Ahora que vengo de visitar Ecuador he tenido una sensación muy diferente a la que producía el país años atrás, pero parecida a la que produjo España. Cuánta “alegría” y cuánto dinero hay ahora como para preocuparse por esas nimiedades de un gobierno perpetuo e intocable, por esa nimiedad de que la prensa ecuatoriana no pueda informar y criticar a fondo a políticas y funcionarios e incluso al mismo presidente con datos que deben proporcionar las entidades gubernamentales sin poner ningún reparo, y ya no digo de instituciones de control del Estado. Son nimiedades.
No lo es que ahora la responsabilidad “ya es de todos”. Así como en España está prohibido por ley decir nada contra la Corona, en Ecuador está prohibido, no por ley sino por conveniencia, no decir nada contra el Gobierno, no vaya a ser que se pierdan contratos, puestitos, carros e invitaciones. Pero por ley tampoco se pueden decir ciertas cosas, ni de broma, si no díganle a Bonil y sus caricaturas, y la desaparición del diario Hoy y la revista Vanguardia, y periodistas que ya no tienen ningún medio de prensa masivo donde trabajar. De manera que el problema de la monarquía no es el del rey sino de quienes lo sostienen y necesitan esa fábula. Lo triste sería que, como en España, solo otra crisis económica haga que en Ecuador se rasguen dialécticamente las vestiduras los que decían defender el aborto por violación, Yasuní, las comunidades indígenas, el matrimonio gay, la separación de poderes y la independencia de la Asamblea, aunque dirán que la defendieron entrelíneas o con la evidencia de su silencio. Más bien es lo contrario, callaron sus convicciones de siempre, lo que demuestra que no fueron de siempre y que, por lo tanto, no eran convicciones. Si no se ve al rey, basta identificar a los súbditos para saber quién reina. La larga noche ecuatoriana de las constituciones a la carta no ha terminado y es una nimiedad que el mismo Gobierno que creó la última, ahora sea el que quiera enmendarla para cantar a coro quién sigue “siendo el rey”.

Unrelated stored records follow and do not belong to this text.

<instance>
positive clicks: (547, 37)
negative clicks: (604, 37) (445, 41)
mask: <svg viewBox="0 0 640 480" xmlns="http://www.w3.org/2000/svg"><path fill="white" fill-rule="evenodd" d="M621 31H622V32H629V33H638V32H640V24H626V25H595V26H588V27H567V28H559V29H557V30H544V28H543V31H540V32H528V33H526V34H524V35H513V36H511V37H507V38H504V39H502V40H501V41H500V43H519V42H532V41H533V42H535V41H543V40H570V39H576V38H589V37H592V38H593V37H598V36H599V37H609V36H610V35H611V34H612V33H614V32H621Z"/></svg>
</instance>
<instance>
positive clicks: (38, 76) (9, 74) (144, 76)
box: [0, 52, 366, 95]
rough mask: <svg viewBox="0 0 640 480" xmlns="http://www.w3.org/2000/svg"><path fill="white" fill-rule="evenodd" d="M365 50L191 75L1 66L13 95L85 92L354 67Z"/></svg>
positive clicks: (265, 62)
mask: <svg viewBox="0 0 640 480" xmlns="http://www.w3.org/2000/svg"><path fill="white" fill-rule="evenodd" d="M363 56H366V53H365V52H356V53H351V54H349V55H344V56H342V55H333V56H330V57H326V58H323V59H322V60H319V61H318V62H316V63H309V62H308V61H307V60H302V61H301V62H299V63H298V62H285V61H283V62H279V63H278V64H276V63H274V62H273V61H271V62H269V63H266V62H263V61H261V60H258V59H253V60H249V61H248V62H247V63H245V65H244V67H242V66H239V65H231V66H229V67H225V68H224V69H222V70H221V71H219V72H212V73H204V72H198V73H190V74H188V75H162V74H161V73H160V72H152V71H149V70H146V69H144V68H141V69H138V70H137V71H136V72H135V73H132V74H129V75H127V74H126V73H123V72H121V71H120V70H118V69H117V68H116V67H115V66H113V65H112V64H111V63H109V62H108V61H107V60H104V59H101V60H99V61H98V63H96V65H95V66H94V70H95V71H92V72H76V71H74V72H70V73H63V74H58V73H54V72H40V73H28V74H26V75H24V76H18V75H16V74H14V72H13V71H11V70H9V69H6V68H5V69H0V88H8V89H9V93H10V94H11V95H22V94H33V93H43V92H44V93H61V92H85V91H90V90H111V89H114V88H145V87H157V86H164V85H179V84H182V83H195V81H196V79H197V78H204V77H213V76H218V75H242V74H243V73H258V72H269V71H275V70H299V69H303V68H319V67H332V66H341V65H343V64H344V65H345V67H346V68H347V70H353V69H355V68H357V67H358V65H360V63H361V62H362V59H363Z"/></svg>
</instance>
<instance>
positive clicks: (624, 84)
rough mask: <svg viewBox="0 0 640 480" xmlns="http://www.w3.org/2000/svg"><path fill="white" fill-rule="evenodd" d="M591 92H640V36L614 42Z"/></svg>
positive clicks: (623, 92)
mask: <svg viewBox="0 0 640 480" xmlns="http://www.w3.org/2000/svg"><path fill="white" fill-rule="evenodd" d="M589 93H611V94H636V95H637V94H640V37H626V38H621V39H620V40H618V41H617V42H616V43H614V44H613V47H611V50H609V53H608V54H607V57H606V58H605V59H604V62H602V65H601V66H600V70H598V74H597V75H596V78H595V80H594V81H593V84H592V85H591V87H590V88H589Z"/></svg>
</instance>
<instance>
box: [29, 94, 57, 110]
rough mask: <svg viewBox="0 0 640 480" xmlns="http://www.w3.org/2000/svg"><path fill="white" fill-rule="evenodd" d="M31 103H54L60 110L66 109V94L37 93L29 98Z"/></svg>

Simón Leys recordaba las observaciones de Chesterton, en su novela El Napoleón de Nothing Hill, sobre la naturaleza esencialmente democrática del sistema monárquico, bajo la condición de que cada año se eligiera por sorteo un nuevo rey. Leys añadía que los republicanos deberían meditar sobre esto con provecho. Lo hago y pienso que, a este paso, reeligiendo a perpetuidad al mismo presidente, el sistema democrático es el que termina teniendo una naturaleza esencialmente monárquica. Acertó Leys, como siempre.
Así que no hay manera con la monarquía o la “majestad presidencial”. Nadie es divino en tiempos de democracia, si es que hay democracia. Creer en el cuento de un rey y un líder único, es el cuenteo más grande que siguen al pie de la letra los súbditos y los monárquicos solapados en revolucionarios. Solo los grandes cuentos demuestran, ellos sí con sabiduría, que es necesario un buen final, incluso sencillo, y no la disolución moral en un novelón inverosímil.
Una reelección, incluso en el mejor de los gobiernos, es señal de dependencia a un individuo, una señal de fragilidad de su propio partido y de las instituciones públicas que perderían supuestamente su eficacia si es que no continúa el mismo “funcionario” mesiánico.